A tenured professor of art at Midwestern State University, Siguru Hiraide is an expert in sculpture and metals. He grew up in Japan and moved to the U.S. in 1993, where he then received his BFA and MFA. His works have been featured across the globe, including in Los Angeles, Dallas, Houston, and Tokyo.
His True North 2022 project “Maneki Cat Altar” is a tall stainless steel and aluminum sculpture that turns with the wind. The maneki cat’s paw is solar-powered, drawing visitors in. It symbolizes good fortune in Japanese folklore, and to add some humor to the piece, Hiraide westernized the maneki cat by having it beckon visitors with its palm facing inwards. The artist is known for creating subtle, playful tweaks like this in his works. See if you can spot the change for yourself!
Gardner has a special passion for the environment and has concerns about the degradation of our natural world. Her artistic themes explore humanity’s connection to nature during a time that is often devoted to industrialization, technology, and progress. She’s known for bringing the wild to the suburbs through life-size wolf sculptures and works that integrate found objects from nature and papier-mâché. Currently, she is an assistant professor of sculpture at Houston Baptist University and runs a mixed-media studio located in the Heights. Her works have been featured throughout the country and internationally.
“Night Hare” was crafted using foam, metal, rubber, resin, and plaster. The oversized creature looks like it has come straight out of a dark fairy tale to ask viewers to question their roles in protecting the wild.

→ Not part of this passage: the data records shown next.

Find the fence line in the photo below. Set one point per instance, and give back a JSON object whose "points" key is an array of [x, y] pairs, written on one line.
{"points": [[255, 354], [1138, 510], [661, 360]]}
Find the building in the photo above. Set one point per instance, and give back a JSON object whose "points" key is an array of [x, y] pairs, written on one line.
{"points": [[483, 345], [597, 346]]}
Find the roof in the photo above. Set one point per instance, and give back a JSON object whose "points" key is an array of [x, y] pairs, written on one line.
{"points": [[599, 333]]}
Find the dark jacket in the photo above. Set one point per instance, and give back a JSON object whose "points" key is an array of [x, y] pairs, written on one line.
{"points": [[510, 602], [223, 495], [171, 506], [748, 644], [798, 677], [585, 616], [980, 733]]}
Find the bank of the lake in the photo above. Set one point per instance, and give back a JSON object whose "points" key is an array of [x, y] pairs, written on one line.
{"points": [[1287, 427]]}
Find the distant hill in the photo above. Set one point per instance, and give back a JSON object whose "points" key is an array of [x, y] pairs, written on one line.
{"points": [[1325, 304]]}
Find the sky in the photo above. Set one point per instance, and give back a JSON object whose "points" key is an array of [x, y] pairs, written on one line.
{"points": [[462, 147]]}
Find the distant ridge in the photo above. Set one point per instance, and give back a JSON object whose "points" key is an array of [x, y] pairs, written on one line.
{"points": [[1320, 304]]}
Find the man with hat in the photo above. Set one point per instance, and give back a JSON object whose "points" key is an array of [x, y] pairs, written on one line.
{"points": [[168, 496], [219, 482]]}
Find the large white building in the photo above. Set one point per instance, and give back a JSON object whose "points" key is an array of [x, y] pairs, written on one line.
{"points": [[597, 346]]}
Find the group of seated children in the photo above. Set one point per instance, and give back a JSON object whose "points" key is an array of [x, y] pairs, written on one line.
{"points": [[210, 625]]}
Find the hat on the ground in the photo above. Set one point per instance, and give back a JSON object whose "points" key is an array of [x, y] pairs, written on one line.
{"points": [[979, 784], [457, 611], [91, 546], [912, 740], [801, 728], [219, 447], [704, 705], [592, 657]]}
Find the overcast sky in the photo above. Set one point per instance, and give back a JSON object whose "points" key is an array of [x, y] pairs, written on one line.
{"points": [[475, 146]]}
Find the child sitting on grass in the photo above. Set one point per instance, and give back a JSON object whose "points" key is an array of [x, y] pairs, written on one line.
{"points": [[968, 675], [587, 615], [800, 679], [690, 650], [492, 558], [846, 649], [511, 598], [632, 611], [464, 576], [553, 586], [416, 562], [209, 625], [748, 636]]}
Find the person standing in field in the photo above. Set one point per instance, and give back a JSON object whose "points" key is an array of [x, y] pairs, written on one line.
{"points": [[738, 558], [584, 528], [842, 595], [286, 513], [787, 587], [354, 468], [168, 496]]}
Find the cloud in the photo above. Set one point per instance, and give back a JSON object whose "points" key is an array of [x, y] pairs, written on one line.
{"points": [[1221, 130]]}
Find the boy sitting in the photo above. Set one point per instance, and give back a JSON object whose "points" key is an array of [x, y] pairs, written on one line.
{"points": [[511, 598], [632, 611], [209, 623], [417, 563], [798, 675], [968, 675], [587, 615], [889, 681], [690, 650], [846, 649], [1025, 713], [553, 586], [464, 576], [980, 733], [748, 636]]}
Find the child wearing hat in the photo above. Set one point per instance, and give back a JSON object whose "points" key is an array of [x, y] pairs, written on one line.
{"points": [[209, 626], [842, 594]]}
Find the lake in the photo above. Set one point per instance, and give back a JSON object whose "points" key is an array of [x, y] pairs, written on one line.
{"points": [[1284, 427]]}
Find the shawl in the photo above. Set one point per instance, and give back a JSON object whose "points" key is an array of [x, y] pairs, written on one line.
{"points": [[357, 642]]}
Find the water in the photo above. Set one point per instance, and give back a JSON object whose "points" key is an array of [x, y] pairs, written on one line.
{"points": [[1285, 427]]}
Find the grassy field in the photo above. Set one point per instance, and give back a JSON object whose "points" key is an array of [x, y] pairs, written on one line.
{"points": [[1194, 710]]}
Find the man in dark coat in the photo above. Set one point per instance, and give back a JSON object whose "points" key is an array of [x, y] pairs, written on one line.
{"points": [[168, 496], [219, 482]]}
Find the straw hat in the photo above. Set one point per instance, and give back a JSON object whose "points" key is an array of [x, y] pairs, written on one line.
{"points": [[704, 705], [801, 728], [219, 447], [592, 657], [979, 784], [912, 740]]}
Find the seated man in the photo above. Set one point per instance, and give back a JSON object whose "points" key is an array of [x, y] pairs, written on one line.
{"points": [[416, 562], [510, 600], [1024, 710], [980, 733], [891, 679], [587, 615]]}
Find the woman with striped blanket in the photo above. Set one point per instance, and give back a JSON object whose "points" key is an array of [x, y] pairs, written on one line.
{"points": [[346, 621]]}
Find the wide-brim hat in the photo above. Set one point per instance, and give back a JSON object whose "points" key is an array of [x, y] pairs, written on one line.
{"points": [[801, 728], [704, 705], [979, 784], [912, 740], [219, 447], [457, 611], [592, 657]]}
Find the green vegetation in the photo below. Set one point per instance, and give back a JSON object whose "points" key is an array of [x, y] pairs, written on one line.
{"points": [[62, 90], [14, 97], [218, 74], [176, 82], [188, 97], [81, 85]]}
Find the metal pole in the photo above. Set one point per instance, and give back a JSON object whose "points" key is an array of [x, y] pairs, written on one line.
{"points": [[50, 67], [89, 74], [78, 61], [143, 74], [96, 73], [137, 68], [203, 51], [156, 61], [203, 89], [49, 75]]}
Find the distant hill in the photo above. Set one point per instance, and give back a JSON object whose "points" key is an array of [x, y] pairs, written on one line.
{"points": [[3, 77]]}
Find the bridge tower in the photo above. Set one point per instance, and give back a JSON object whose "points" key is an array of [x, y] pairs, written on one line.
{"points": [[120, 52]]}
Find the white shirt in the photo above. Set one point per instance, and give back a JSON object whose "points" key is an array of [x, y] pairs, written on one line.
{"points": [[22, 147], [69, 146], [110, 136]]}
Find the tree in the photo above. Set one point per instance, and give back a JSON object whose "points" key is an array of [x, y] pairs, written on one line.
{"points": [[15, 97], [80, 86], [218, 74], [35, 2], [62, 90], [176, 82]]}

“Cumulus” by Elizabeth Akamatsu reflects the artists’ Japanese heritage and celebrates nature. The ultra-precise sculpture was crafted using steel, stainless steel, an eye-catching white powder coating, and the latest fabrication technology. It reminds one of laying on the grass as a kid and looking up at puffy white clouds. Akamatsu’s works have been featured throughout the U.S. and internationally, and it is a treat to see one displayed in the Heights.
This artist has a love for creativity and engineering, both of which make their way into his works. Fairchild pursued art in college and later built a trade show design and production business that utilizes his creativity and craftsmanship skills. Today, he works full-time as an artist in his Dallas studio. Viewers of his works are often greeted with themes of joy, truth, and wonder.
Fairchild’s designs incorporate shape and balance to perfectly contrast simplicity and complexity, so it should be no surprise that there is often quite a lot of repetition involved. The sculptor also takes advantage of mathematical arrays to make his kinetic pieces come alive.
Head to the 1300 block to check out Fairchild’s True North 2022 sculpture “Sphericity.” It was built with over 350 linear feet of 3.5” steel tubing and rotates on a vertical axis.
Houston-based artist Guadalupe Hernandez received his BFA and MFA from Houston Baptist University. His projects explore Mexican culture through his own childhood memories of Mexico and have been included in numerous museums throughout Houston and beyond.
Hernandez’ True North 2022 piece “La Pesqueria” is inspired by the artists’ cut paper works and captures an everyday experience of workers in a Mexican fishery. The work uses a brightly-painted waterjet-cut steel design that interacts with natural light to project the image. Since the work is illuminated at night by a solar-powered light, visitors can enjoy the piece at any hour.
We are so lucky in the Heights to have such great access to art!